# Can anyone tell me about the Barnett Vortex Compound Bow package ????



## The G (Nov 12, 2009)

Its a good bow, at the longer drawlengths you can't get it down to what you can at the shorter drawlengths as far as draw poundage.
the only complaint that I've heard about it is the limb bolt threads, but the kid I know that uses one, hasnt had any trouble with hers yet.
its a good bow for the money, I think the limb bolts would only give you trouble if you tried backing them out to much.


----------



## akkiller (Jul 8, 2012)

thank you for the reply like i sead ill get the boys something better later if thay stay with but im not going to drop 4 or 500.oo on some thing that just going to sit in the bed room


----------



## cgchris99 (Apr 10, 2003)

As long as you realize you're buying a toy, you'll be fine.
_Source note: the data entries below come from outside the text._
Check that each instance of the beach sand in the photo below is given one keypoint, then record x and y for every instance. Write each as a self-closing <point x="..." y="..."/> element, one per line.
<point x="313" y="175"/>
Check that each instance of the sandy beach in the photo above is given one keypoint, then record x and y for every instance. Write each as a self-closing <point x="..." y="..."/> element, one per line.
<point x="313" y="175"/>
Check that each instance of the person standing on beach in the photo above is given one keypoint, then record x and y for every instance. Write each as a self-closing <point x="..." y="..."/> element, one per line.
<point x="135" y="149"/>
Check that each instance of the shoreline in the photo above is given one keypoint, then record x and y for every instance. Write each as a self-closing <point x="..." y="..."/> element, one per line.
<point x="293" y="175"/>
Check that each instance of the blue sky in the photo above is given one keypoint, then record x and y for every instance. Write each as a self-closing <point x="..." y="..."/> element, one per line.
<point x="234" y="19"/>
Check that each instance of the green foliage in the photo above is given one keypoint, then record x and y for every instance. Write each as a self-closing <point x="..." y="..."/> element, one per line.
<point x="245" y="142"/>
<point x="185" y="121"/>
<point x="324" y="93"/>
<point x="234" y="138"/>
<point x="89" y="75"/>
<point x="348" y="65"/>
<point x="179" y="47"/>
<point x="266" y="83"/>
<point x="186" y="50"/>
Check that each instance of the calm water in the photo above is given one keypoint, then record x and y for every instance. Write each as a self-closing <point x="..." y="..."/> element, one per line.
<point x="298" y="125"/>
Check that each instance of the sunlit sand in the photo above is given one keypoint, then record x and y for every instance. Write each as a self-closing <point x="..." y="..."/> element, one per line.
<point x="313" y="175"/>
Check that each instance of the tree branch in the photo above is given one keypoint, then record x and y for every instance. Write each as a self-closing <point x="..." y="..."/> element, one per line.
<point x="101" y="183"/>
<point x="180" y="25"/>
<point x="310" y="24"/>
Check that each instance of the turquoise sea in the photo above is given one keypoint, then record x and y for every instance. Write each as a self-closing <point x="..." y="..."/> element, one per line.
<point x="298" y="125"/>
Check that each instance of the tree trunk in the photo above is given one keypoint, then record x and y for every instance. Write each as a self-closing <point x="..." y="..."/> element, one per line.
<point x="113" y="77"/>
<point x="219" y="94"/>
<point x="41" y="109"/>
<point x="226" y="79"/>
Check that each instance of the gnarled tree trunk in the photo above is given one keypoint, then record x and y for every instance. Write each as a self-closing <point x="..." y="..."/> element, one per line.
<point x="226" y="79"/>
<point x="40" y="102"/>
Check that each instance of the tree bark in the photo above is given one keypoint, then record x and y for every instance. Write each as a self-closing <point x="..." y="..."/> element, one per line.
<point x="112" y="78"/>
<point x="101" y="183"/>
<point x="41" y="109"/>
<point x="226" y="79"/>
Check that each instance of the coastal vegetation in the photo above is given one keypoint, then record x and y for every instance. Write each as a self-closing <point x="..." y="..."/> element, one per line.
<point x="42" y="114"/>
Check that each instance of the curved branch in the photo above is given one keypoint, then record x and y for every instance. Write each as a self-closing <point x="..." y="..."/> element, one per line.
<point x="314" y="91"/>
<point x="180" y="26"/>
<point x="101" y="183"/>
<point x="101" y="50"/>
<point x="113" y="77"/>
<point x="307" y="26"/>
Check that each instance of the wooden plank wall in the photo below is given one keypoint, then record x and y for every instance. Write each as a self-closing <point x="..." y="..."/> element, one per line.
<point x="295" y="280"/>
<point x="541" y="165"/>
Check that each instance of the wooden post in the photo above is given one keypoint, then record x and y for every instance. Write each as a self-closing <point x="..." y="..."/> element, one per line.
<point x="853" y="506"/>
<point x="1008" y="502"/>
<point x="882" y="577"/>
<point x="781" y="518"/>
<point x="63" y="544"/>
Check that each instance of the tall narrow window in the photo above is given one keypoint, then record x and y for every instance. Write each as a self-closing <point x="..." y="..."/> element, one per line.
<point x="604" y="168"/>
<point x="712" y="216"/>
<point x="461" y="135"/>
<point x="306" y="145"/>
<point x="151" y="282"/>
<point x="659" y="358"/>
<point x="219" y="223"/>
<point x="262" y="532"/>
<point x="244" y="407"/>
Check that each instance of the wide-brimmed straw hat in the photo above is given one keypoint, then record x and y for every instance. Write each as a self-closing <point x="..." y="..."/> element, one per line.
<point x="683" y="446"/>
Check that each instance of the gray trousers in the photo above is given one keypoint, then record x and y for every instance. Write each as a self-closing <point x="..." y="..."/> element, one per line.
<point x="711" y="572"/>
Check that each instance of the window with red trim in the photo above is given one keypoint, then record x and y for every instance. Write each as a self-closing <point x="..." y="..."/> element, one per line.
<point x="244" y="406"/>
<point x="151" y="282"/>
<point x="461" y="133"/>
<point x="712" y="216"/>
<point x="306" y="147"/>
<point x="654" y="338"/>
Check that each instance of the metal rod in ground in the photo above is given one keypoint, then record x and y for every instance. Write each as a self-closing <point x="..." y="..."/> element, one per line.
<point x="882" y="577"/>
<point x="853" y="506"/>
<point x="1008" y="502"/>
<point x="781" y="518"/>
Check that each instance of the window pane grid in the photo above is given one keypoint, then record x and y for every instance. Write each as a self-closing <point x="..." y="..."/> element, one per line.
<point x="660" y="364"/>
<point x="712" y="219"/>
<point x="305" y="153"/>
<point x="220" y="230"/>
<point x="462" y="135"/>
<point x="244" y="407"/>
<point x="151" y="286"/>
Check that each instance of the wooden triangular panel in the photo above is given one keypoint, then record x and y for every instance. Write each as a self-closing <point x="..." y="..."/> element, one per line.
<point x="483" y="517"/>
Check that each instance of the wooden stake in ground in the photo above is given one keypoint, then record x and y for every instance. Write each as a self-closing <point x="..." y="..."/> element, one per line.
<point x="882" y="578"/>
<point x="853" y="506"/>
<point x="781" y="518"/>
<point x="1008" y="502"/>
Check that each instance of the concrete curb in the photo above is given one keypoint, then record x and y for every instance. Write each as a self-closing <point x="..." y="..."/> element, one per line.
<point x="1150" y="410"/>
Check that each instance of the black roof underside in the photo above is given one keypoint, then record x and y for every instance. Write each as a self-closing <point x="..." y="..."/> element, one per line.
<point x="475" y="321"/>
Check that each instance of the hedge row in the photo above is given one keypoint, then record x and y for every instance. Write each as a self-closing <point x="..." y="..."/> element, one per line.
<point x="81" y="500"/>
If they get serious at all or you want them to shoot well, look at other options. The Craze and Diamond Razor Edge are totally in a different class than the Barnett Vortex.


----------



## mattheww1377 (Apr 8, 2010)

My 14 yr old shoots a barnett vortexx... the factory strings are about the only complaint... pretty quiet and fast for what it is..


----------



## hjort jagare (Nov 19, 2008)

Its kinda a cross between a toy Bear Brave bow and a real bow. The rest is junk so figure another $39.00 or so for a real one. Also be carefull changing the mods out the screws strip easy. They can be changed without a press so thats good.


----------



## akkiller (Jul 8, 2012)

Thanks for all the input I puked up a bear apprentice 2 instead of the barnett it was 110.00 more but by the time I would have gotten a new rest and sight I would have been about 30.00 cheaper and the apprentice I feel like is better quality anyway.. The apprentice 2 is fully adjustable draw length 15'' to 27'' and draw weight 20-60 lb with out a press. Bow specs 265 fps (ibo) 271/2" axel to axel 6'' brace height 2.9lbs. and 70% let-off. I got this bow for the 12 year old its his b-day gift and he relly likes it. I wanted to thank all of you for the help and if anyone is looking for a youth bow the bear apprentice 2 is a great bow for the money.


----------



## badbow148 (Dec 5, 2006)

sounds like you did the right thing that is a very nice set up you have with the Bear bow.


----------



## akkiller (Jul 8, 2012)

Thank you I feel like its a very nice bow for the money and the best part it grows as he grows and I can adjust it for me it shoot if I had to.


----------